After all these years, these formulations appear to put it well. In essence, our aims are heuristic and pragmatic.  Like a translation, we do not aim to be complete, or to act as a surrogate for the original. We aim to be useful. We mean several things by "useful". First, we want to be useful for ourselves:

  •  For the collation of all the manuscript and incunable versions. To be efficient, we need to encode each line, using the TEI/XML <l n="x"> mechanism. This will allow us (or anyone else) to locate all versions of (say) line 1 of the General Prologue of the Tales in all the witnesses. 
  • It is helpful, as we transcribe, to be able to see the transcription and original page image line by line. Hence, we include page, column and line information, using the TEI/XML <pb/> <cb/> and <lb/> elements.  Later, Textual Communities will align text and images much more closely, so we can see individual lines in transcript and image.

However: we want other people to make the best use they can of our transcripts. For example: for our purposes, most (if not all) of the information about exactly how manuscripts are written is superfluous to the central goal of our research, determining the stemmatic relations of the manuscripts. So, all the precise information about how this word or that is spelt, or exactly what is abbreviated and how, is removed in the collation process. But representation of the exact spelling of the manuscripts is crucial for many other kinds of analysis. Accordingly, we do include far more information about the spellings than we need for our own immediate purposes. Thus:

  • We now identify all cases where we think there is abbreviation, record the abbreviation, and provide the expansion: thus "<am>ꝑ</am><ex>per</ex>fect".  This is a significant shift in this phase of the project: we used to show only the mark of abbreviation, without saying whether there was an expansion or not (thus, "ꝑfect"). We made this change because we believe transcriptions which show both original spelling (as we have always done) and also expand abbreviations so they are easier to read will be more useful.
  • We have always included, and will continue to include, information about manuscript layout: ornamental capitals, running heads, scribal notes, catchwords, etc.

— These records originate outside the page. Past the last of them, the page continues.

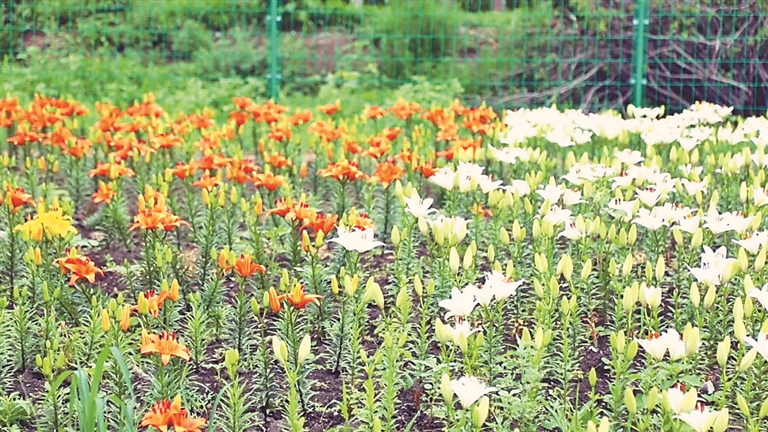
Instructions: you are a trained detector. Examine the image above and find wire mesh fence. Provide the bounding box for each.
[0,0,768,114]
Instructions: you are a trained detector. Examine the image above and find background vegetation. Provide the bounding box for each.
[0,0,768,115]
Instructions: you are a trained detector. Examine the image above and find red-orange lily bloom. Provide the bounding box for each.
[141,332,189,365]
[53,255,104,285]
[92,183,117,204]
[232,254,267,278]
[285,282,323,309]
[269,287,285,313]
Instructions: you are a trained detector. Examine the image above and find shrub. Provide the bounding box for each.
[373,0,460,80]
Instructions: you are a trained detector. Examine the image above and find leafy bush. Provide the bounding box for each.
[374,0,460,80]
[193,30,267,78]
[459,0,493,12]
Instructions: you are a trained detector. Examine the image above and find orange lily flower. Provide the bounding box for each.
[300,211,339,235]
[435,122,459,142]
[269,287,285,314]
[195,150,230,171]
[92,182,117,204]
[317,160,366,181]
[53,255,104,286]
[451,99,468,117]
[172,409,207,432]
[5,185,35,212]
[317,99,341,115]
[347,208,376,230]
[414,161,437,178]
[139,396,181,432]
[381,128,403,141]
[144,290,169,317]
[61,138,93,159]
[264,153,293,169]
[141,332,194,365]
[192,171,221,192]
[371,161,405,189]
[166,162,195,180]
[267,123,293,142]
[231,254,267,278]
[253,172,285,192]
[285,282,323,309]
[363,105,387,120]
[344,140,364,154]
[120,305,139,331]
[389,98,421,120]
[288,111,312,126]
[232,96,256,111]
[229,111,251,126]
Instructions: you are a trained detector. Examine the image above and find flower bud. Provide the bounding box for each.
[755,245,768,273]
[461,247,474,270]
[499,227,510,246]
[297,333,312,365]
[224,348,240,369]
[413,275,424,298]
[704,285,717,310]
[435,318,453,344]
[101,309,109,333]
[448,246,461,275]
[655,255,667,282]
[645,387,659,411]
[757,398,768,420]
[712,408,728,432]
[624,387,637,415]
[737,349,757,373]
[272,336,288,366]
[689,282,701,308]
[390,226,400,248]
[621,253,635,278]
[472,396,490,430]
[733,317,747,343]
[440,373,453,406]
[717,336,731,370]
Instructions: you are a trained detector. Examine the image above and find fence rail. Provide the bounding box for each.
[0,0,768,114]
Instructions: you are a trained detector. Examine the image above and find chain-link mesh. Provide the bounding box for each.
[0,0,768,114]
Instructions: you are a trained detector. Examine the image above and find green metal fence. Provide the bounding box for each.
[0,0,768,114]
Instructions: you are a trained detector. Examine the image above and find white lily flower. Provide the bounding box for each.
[483,270,523,301]
[662,384,698,414]
[403,193,437,218]
[329,226,384,253]
[733,231,768,255]
[438,287,477,319]
[632,208,668,231]
[747,283,768,309]
[744,333,768,361]
[635,333,668,361]
[677,403,721,432]
[429,167,458,191]
[451,376,496,409]
[635,187,661,207]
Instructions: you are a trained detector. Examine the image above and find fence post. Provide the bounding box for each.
[267,0,282,101]
[630,0,649,106]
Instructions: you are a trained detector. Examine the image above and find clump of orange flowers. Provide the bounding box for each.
[371,161,405,189]
[268,282,323,313]
[140,396,207,432]
[141,330,189,365]
[317,159,366,181]
[5,184,35,213]
[223,253,267,278]
[53,249,104,286]
[92,182,117,204]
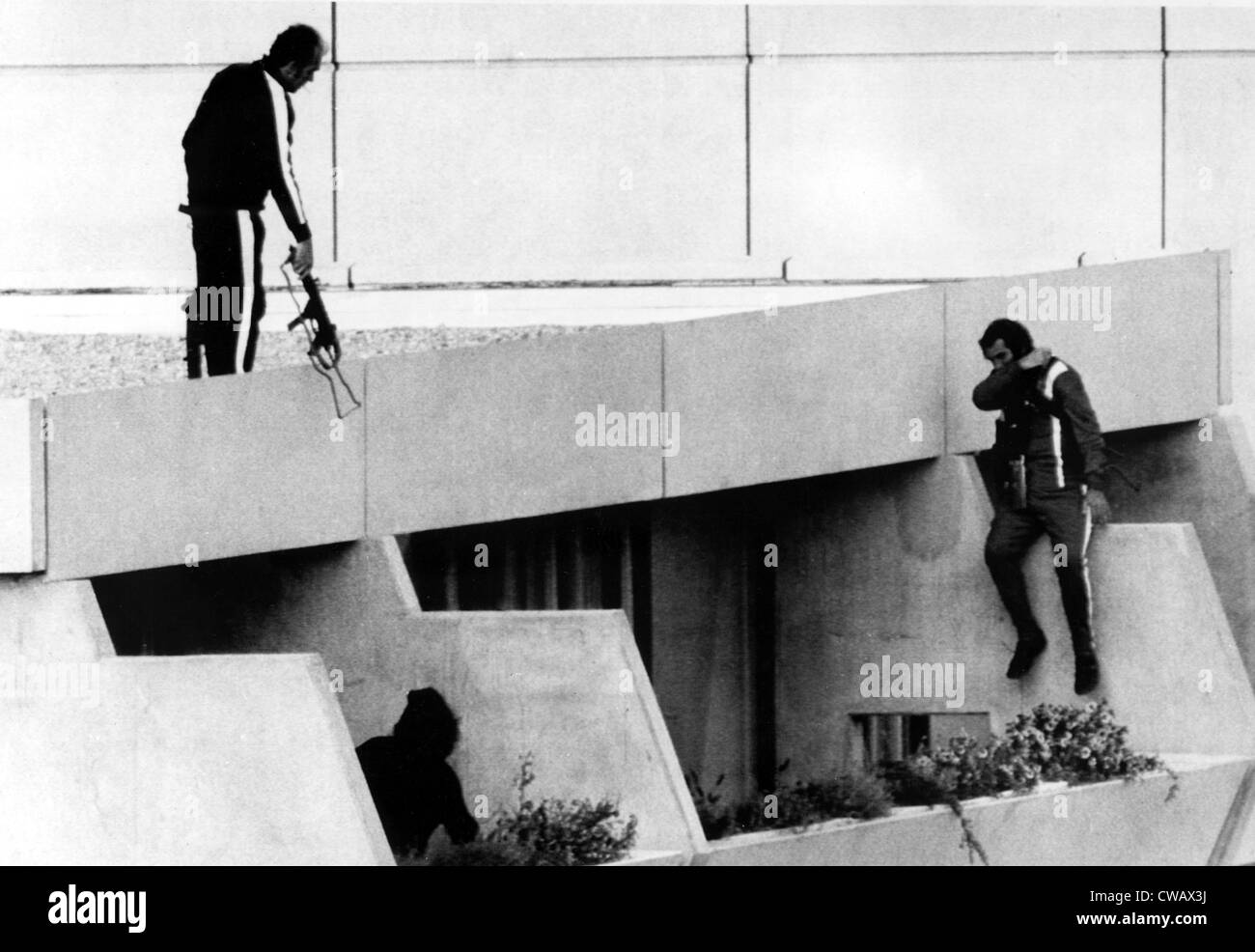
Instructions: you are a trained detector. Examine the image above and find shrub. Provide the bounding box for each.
[1005,701,1164,784]
[685,772,894,840]
[881,701,1163,806]
[486,753,636,867]
[684,770,732,840]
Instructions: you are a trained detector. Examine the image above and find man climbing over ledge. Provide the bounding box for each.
[971,318,1111,694]
[180,24,326,378]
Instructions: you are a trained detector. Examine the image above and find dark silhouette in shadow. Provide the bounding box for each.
[358,687,480,854]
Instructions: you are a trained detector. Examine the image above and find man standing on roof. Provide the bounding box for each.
[180,24,326,378]
[971,318,1111,694]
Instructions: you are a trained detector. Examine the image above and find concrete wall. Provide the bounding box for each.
[47,362,367,577]
[34,252,1231,577]
[0,656,392,865]
[1107,412,1255,678]
[694,757,1255,867]
[0,0,1255,287]
[96,538,700,853]
[946,254,1229,454]
[650,498,757,798]
[777,457,1255,776]
[662,288,946,496]
[394,611,704,852]
[365,328,662,535]
[0,575,114,662]
[0,400,47,573]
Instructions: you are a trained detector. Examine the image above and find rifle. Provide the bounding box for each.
[279,247,361,419]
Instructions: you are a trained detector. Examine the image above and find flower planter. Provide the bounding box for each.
[693,756,1255,865]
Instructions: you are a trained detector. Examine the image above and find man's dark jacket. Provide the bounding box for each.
[971,356,1107,491]
[183,60,310,241]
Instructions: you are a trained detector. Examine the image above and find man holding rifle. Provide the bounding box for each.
[180,24,326,378]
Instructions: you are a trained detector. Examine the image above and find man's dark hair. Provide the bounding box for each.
[266,22,326,70]
[980,318,1033,360]
[393,687,459,760]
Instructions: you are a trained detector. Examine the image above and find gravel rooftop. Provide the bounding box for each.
[0,324,607,397]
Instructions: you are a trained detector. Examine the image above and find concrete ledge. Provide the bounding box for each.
[0,655,393,867]
[47,360,367,579]
[693,757,1255,867]
[598,849,687,867]
[0,398,47,573]
[349,258,783,288]
[0,575,114,660]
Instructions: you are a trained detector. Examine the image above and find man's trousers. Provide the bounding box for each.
[187,210,266,379]
[986,486,1093,650]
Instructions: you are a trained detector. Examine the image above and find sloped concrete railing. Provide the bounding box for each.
[0,252,1229,579]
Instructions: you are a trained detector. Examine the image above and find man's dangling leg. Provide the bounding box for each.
[986,509,1046,678]
[1042,488,1100,694]
[189,213,243,377]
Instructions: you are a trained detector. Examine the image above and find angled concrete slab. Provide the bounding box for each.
[47,362,367,579]
[0,655,393,867]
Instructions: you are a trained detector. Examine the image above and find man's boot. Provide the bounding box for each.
[1007,630,1046,678]
[1072,640,1100,694]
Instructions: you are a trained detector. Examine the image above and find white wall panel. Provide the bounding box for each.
[1167,55,1255,249]
[750,57,1161,276]
[0,67,331,284]
[1166,4,1255,50]
[338,63,745,269]
[0,0,331,66]
[336,3,745,63]
[749,4,1159,57]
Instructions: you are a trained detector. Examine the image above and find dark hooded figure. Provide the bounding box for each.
[358,687,480,854]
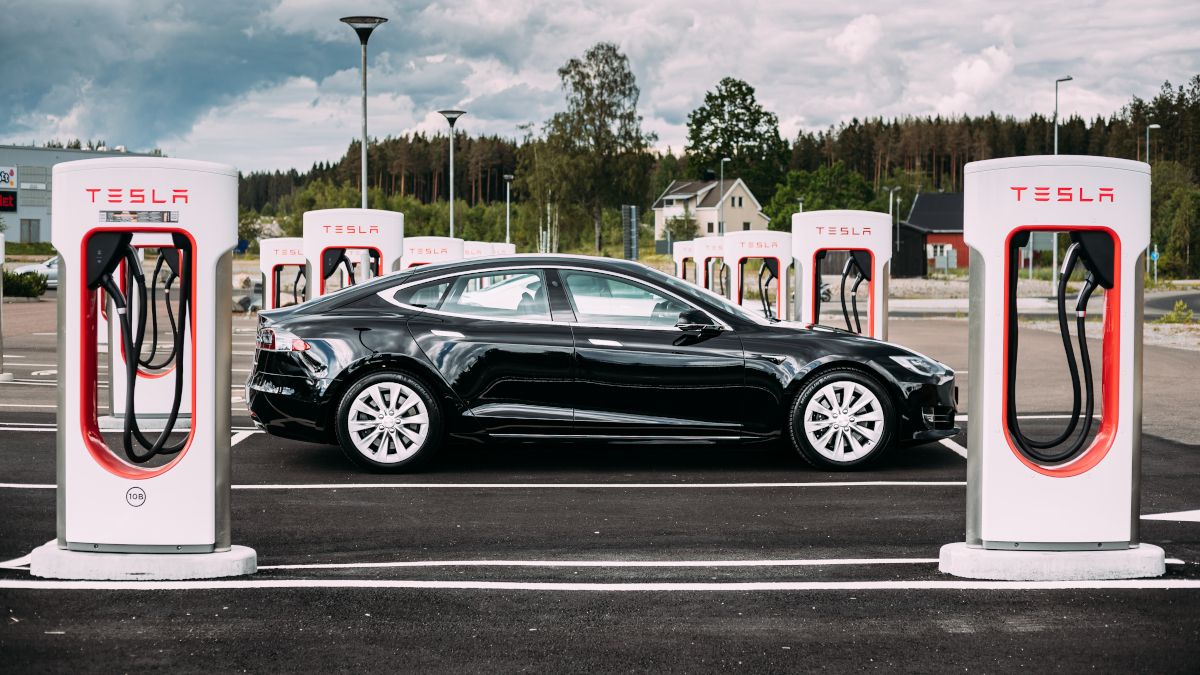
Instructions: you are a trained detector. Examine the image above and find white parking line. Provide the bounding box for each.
[260,556,937,569]
[0,571,1200,592]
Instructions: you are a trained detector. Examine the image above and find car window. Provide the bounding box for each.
[560,270,691,328]
[438,269,551,321]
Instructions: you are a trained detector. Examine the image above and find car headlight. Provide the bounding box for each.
[892,357,946,377]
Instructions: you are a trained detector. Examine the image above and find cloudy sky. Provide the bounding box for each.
[0,0,1200,171]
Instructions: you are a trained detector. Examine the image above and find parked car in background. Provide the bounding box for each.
[13,256,59,288]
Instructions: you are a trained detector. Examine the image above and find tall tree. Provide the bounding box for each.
[546,42,655,253]
[688,77,788,201]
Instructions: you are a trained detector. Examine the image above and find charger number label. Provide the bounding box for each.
[125,488,146,507]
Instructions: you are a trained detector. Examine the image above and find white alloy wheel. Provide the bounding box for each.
[346,381,430,464]
[804,380,886,464]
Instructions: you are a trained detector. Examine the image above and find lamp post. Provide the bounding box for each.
[341,17,388,209]
[1146,124,1163,165]
[438,110,467,237]
[1054,74,1075,155]
[716,157,730,234]
[504,173,512,244]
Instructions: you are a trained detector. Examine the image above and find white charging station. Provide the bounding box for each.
[258,237,308,310]
[401,237,466,269]
[100,232,194,431]
[30,157,257,579]
[792,210,893,340]
[941,155,1165,580]
[691,234,725,293]
[724,229,792,321]
[671,241,696,281]
[462,241,496,258]
[304,209,404,299]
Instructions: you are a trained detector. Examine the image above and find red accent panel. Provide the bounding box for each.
[78,227,197,480]
[1000,225,1123,478]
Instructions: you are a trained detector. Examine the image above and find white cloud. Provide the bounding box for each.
[828,14,883,64]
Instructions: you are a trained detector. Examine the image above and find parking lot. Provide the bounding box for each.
[0,301,1200,671]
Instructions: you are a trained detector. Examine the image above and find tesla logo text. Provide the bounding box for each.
[320,225,379,234]
[817,225,871,237]
[1009,185,1116,202]
[84,187,187,204]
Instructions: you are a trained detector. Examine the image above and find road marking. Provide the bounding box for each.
[1141,509,1200,522]
[0,579,1200,592]
[940,438,967,459]
[260,556,937,569]
[0,480,966,490]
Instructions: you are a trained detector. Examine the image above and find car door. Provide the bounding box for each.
[557,268,745,440]
[397,268,574,436]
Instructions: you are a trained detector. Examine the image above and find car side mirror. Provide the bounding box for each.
[676,310,721,333]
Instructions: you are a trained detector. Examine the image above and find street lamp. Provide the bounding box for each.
[716,157,730,234]
[438,110,467,237]
[504,173,512,244]
[340,17,388,209]
[1054,74,1075,155]
[1146,124,1163,165]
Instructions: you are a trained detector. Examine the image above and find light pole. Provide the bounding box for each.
[341,17,388,209]
[438,110,467,237]
[1054,74,1075,155]
[504,173,512,244]
[716,157,730,234]
[1146,124,1163,165]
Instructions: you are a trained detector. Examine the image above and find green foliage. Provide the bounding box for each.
[1154,300,1195,324]
[688,77,788,199]
[4,270,46,298]
[763,162,887,231]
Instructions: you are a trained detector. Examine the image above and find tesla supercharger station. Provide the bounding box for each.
[941,155,1165,580]
[100,232,194,431]
[724,229,792,321]
[792,210,893,340]
[671,241,696,281]
[691,234,727,294]
[304,209,404,299]
[30,157,257,579]
[462,241,496,258]
[401,237,464,269]
[258,237,308,310]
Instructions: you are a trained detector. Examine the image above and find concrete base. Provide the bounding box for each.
[29,542,258,581]
[937,542,1166,581]
[96,414,192,432]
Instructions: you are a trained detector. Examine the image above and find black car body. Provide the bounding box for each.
[246,255,956,468]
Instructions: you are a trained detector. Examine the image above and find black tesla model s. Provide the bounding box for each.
[246,255,956,471]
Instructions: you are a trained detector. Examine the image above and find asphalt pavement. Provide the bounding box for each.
[0,303,1200,673]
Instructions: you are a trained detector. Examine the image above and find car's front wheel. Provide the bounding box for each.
[336,372,442,472]
[790,369,895,470]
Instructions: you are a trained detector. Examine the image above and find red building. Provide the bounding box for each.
[892,192,970,277]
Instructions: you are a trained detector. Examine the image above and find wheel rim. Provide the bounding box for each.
[804,380,883,462]
[346,382,430,464]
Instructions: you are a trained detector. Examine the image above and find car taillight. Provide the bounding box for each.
[257,328,312,352]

Again, we have little use for this information ourselves.  But other scholars are interested in this.

At one point in the meeting on Friday 21 November, Kyle Dase produced a very sharp one sentence summary of what we are trying to do.  Here is my guess as to what he said: that our transcripts give our sense of how these manuscripts might be usefully read.  (Please correct my memory, Kyle).

First USask meeting

The first USask team meeting was held on Friday 10 October, in the DRC in USask/Volmolenlaan 9, Leuven. Present were: Kailey Christianson, Kyle Dase, Murray Melymick, Megan Wall, Adam Vasquez (in the DRC), Barbara Bordalejo and Peter Robinson (Leuven).
Brief minutes...
PR warned of the dangers to relationships of obsessive discussion of manuscript spacing and abbreviation marks. BB and PR then proceeded to demonstrate these dangers with an animated discussion of the problems of transcribing final u/n with a macron. (is this an abbreviation of final n, so that the minims are really a u, not an n? or just a decorative mark, so the n is really an n? or a bird? or a plane?). To be continued.
BB will assign additional pages for transcription to all present. All will register problems, questions, etc, using this bulletin board.
Next meeting -- DRC Friday 17 October.